Just to show that New Scientist doesn’t always get it wrong, there’s an unusually good article in this week’s issue by Davide Castelvecchi about prospects for new discoveries at the LHC. Besides the usual story, he concentrates on the question of how the data will be analyzed.
For one perspective on the problem, he gives an amusing quote from Ian Hinchliffe of Atlas who says:
People always ask me, “If you discover a new particle, how will you distinguish supersymmetry from extra dimensions?”. I’ll discover it first, I’ll think about it on the way to Stockholm, and I’ll tell you on the way back.”
Nima Arkani-Hamed optimistically claims that “The most likely scenario is that we’re going to have a ton of weird stuff to explain,’ and Castelvecchi quotes him and others as promoting a new sort of “bottom-up” data analysis. Here the idea (various implementations exist under names like VISTA and SLEUTH) is that instead of looking “top-down” for some specific signature predicted by a model (e.g. the Higgs, superpartners, etc.), one should instead broadly look at the data for statistically significant deviations from the standard model. Castelvecchi mentions various people working on this, including Bruce Knuteson of MIT. Knuteson and a collaborator have recently promoted an even more ambitious concept called BARD, designed to automate things and cut some theorists out of a job. The idea of BARD is to take discrepancies from the standard model and match them with possible new terms in the effective Lagrangian. Arkani-Hamed is dubious: “Going from the data to a beautiful theory is something a computer will never do.”
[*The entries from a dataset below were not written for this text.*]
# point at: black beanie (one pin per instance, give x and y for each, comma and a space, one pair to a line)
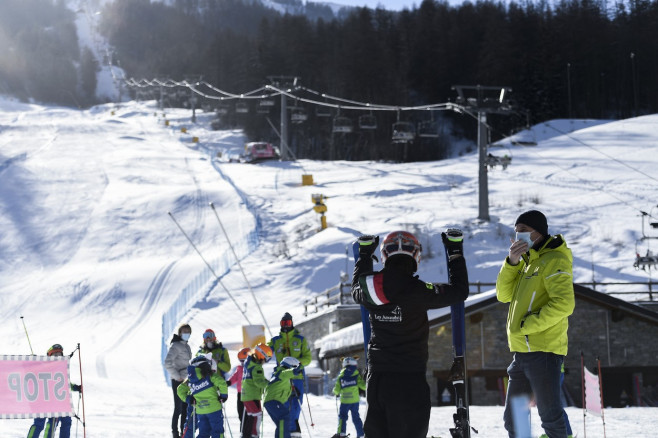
535, 219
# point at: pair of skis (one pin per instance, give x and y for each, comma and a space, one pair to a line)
457, 376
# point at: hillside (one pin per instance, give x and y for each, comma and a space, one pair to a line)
89, 255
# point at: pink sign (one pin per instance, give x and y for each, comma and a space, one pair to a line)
34, 386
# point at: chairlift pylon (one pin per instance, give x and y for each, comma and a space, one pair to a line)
342, 125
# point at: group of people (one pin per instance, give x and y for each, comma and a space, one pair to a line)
535, 279
200, 383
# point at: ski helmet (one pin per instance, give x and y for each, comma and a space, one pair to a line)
242, 354
286, 323
290, 362
349, 361
403, 243
209, 336
263, 352
56, 348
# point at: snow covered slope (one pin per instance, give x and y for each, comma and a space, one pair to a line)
89, 255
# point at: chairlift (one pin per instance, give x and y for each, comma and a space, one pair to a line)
649, 260
241, 108
222, 109
428, 129
298, 115
403, 132
367, 122
342, 125
322, 111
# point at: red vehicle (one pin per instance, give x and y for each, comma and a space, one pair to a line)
259, 151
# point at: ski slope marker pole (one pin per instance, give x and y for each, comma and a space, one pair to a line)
82, 394
28, 336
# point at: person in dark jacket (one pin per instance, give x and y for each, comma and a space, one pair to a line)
397, 394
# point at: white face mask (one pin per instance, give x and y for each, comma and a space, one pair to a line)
525, 236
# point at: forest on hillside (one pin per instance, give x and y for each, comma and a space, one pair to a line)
569, 58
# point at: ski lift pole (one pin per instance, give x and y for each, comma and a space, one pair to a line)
240, 266
28, 336
210, 267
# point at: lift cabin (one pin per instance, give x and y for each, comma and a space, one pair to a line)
260, 151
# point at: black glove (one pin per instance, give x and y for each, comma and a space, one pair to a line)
453, 240
368, 245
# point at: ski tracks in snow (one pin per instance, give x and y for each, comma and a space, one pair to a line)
146, 309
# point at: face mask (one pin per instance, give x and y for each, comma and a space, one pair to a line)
525, 236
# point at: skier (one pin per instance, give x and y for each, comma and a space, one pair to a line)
290, 343
208, 391
176, 362
51, 424
348, 385
397, 394
236, 379
536, 279
279, 395
253, 385
219, 353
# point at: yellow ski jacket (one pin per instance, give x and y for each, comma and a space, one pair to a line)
540, 292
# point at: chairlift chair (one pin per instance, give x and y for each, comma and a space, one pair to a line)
403, 132
298, 115
428, 129
367, 122
222, 109
241, 108
342, 125
322, 111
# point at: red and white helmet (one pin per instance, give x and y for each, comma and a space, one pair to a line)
400, 242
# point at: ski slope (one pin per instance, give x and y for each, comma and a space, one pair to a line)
89, 255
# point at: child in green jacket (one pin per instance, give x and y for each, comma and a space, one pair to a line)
208, 391
253, 385
278, 395
348, 385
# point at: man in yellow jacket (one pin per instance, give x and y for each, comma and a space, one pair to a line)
536, 279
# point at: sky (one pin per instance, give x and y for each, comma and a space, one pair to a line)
89, 255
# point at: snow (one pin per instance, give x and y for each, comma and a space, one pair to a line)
89, 255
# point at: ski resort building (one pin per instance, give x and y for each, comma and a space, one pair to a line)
621, 334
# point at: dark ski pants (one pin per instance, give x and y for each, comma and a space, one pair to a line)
50, 424
398, 405
345, 409
180, 410
538, 374
280, 414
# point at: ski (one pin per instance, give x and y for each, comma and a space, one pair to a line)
458, 375
365, 315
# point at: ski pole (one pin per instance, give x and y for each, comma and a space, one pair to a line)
240, 266
28, 336
304, 417
210, 267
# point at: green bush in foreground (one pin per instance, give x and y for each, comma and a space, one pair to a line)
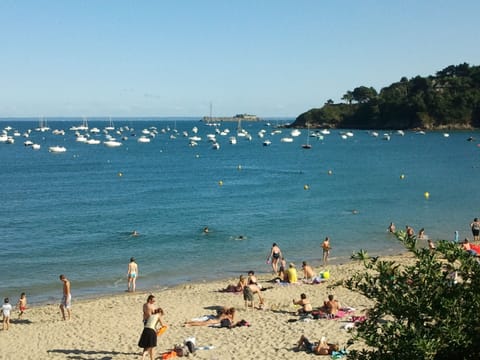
429, 309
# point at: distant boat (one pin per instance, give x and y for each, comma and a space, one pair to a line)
110, 126
295, 132
42, 125
143, 139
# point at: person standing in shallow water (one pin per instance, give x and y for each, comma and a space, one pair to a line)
132, 274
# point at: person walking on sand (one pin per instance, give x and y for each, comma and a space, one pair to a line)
475, 226
148, 308
22, 304
274, 256
148, 339
391, 227
326, 250
66, 304
132, 274
6, 309
308, 273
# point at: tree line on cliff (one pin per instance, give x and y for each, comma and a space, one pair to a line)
448, 100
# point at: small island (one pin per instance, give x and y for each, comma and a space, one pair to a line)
448, 100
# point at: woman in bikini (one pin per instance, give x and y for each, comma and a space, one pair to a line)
274, 256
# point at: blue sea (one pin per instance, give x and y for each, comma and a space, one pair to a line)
73, 213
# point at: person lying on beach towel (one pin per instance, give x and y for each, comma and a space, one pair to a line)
318, 348
225, 313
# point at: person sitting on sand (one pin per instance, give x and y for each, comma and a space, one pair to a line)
331, 306
252, 279
282, 270
308, 273
305, 303
148, 308
225, 313
291, 274
320, 348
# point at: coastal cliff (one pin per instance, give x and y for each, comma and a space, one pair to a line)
448, 100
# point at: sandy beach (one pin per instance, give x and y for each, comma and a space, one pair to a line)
109, 327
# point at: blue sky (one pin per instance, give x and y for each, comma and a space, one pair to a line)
174, 58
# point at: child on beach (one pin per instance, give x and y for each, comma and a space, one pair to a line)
22, 304
326, 250
6, 309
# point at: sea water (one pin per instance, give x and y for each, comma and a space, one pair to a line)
73, 213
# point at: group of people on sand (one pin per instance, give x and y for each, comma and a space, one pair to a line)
330, 307
289, 274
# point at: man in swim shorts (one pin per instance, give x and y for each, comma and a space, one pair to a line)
132, 274
66, 303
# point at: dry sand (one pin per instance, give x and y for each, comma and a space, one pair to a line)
109, 327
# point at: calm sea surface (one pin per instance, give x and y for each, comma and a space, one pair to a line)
74, 212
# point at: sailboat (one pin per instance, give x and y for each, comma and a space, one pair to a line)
307, 145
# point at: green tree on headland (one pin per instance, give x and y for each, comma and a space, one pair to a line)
448, 100
427, 309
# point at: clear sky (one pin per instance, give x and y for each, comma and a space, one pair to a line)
264, 57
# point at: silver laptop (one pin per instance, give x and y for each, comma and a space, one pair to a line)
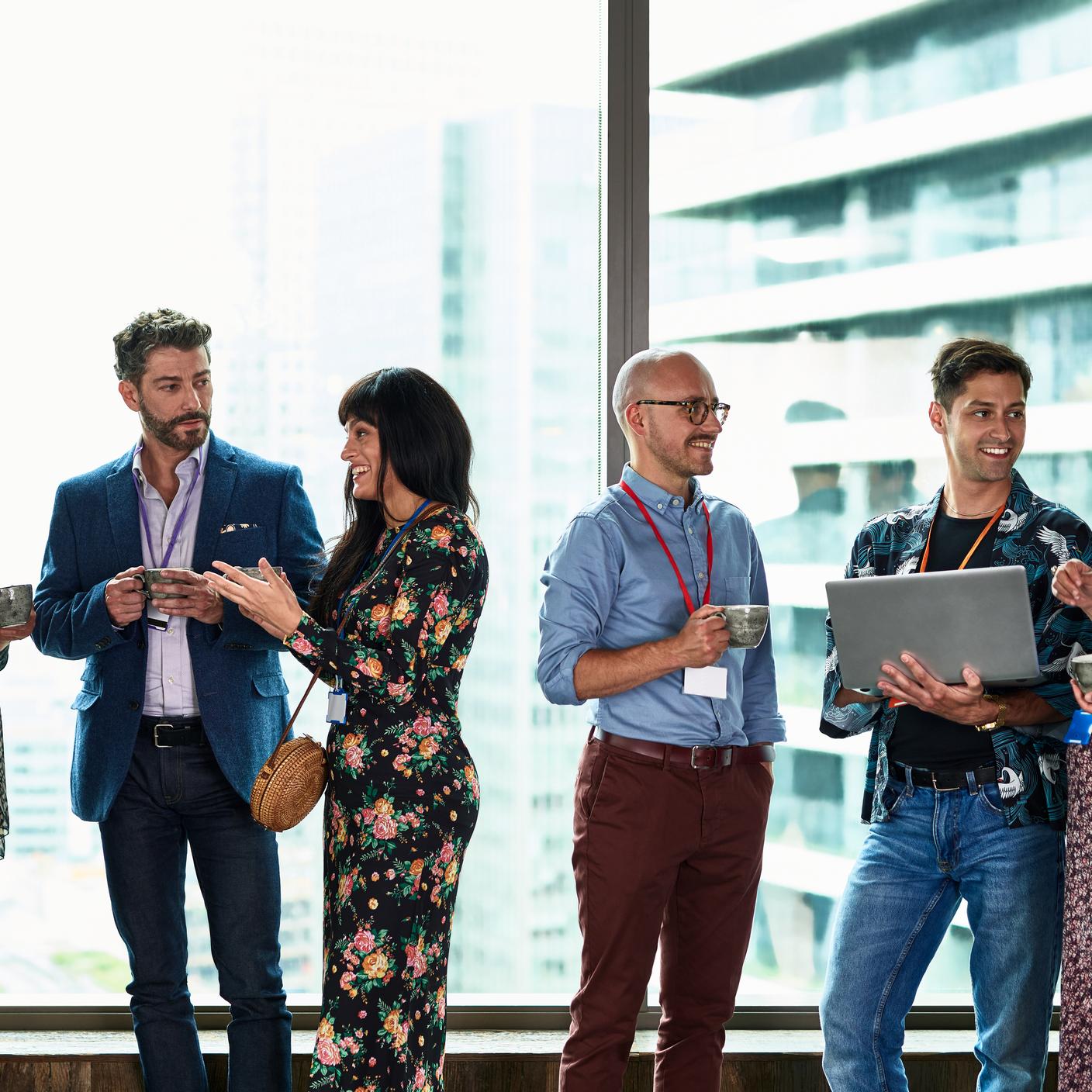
977, 618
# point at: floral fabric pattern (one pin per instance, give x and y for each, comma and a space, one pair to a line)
1075, 1057
1036, 534
401, 807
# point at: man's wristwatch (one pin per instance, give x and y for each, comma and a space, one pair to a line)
998, 722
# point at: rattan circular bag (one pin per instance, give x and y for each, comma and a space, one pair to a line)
289, 784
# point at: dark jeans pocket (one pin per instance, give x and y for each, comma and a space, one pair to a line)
990, 797
593, 765
894, 793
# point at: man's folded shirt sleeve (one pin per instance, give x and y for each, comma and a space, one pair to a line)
581, 579
762, 721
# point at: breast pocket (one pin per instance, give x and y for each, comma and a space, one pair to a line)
732, 591
244, 544
271, 686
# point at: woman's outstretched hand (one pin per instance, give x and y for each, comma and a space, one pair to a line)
269, 603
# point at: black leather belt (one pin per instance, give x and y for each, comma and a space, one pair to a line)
174, 731
944, 781
697, 758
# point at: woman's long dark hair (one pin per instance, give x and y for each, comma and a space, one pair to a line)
424, 439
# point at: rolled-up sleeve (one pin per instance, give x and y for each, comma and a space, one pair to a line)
762, 721
842, 721
581, 579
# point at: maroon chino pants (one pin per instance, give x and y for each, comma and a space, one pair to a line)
671, 854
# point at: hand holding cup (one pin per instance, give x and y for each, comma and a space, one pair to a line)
703, 639
1073, 584
9, 634
268, 602
125, 596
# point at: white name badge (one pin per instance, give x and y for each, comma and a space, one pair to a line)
155, 617
706, 682
337, 706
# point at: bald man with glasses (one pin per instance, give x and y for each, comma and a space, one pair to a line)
674, 784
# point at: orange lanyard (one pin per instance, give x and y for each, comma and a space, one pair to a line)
977, 542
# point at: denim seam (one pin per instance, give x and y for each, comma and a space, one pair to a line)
894, 974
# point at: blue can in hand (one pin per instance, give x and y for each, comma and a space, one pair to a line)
1080, 728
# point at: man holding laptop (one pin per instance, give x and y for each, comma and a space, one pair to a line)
966, 789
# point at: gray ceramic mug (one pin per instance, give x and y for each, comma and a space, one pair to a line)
746, 624
16, 603
157, 577
1080, 669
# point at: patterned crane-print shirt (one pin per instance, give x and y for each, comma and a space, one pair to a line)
1038, 534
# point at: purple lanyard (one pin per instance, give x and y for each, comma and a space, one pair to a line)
181, 519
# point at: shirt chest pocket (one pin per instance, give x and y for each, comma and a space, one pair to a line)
731, 591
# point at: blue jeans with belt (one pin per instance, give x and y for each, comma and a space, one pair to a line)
938, 848
173, 797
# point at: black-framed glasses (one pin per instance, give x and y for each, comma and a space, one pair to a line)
697, 410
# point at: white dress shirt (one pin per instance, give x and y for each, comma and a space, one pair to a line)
169, 689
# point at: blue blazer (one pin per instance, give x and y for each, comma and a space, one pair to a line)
251, 508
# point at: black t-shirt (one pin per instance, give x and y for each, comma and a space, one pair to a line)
921, 738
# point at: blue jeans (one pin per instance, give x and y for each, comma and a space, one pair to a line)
171, 797
912, 872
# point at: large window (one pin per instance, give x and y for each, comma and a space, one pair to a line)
835, 190
334, 189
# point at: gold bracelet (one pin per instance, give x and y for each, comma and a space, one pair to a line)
998, 721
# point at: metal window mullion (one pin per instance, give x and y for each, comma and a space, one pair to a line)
625, 201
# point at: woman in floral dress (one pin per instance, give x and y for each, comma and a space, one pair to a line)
1073, 586
404, 793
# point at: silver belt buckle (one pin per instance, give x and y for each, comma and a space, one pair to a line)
693, 757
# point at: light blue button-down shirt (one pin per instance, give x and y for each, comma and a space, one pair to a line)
610, 586
169, 689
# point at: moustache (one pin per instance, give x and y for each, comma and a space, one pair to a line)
206, 418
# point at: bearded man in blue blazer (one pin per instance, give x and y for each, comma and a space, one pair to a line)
182, 699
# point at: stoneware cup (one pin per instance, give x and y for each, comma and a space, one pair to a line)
746, 623
16, 605
157, 577
256, 572
1080, 669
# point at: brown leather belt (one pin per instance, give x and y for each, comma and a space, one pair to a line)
697, 758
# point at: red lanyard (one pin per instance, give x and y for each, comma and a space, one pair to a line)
679, 575
970, 553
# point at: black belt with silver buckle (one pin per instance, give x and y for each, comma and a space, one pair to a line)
944, 781
174, 731
697, 758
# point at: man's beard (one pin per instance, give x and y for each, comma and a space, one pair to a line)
674, 461
164, 430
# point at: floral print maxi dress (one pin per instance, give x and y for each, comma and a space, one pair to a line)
401, 807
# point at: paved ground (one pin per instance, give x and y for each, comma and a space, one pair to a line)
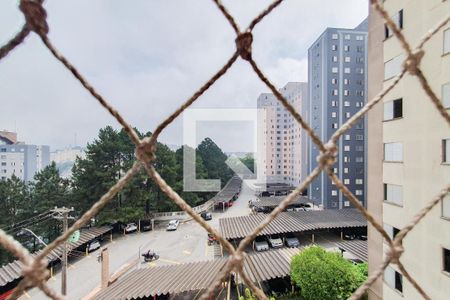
188, 243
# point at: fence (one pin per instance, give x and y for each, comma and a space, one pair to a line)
34, 270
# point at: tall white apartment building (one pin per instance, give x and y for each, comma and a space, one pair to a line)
19, 159
279, 136
409, 149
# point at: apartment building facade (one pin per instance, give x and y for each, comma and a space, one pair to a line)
410, 143
280, 136
20, 159
337, 64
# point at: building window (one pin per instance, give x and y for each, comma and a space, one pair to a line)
393, 109
393, 152
446, 207
393, 67
446, 94
393, 279
447, 41
398, 20
393, 194
391, 230
446, 151
446, 259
While the article focuses on the LHC, the role of such “bottom-up analyses” may soon be explored at the Tevatron, where they have a huge amount of data coming in, and have already put a lot of effort into the “top-down” approach (for the latest example, see Tommaso Dorigo’s new posting on CDF results about limits on Higgs decays to two Ws.) For the next few years all eyes will be on the LHC, but it will be the Tevatron experiments that will have a lot of data and be far along in analyzing it. Maybe lurking in this data will be the new physics everyone is hoping for, and it will be of an unexpected kind that only a broad-based “bottom-up” analysis might find. Doing so may raise tricky questions about what is statistically significant and what isn’t, and require a lot of manpower, at a time when these experiments will be losing lots of people to the LHC and elsewhere.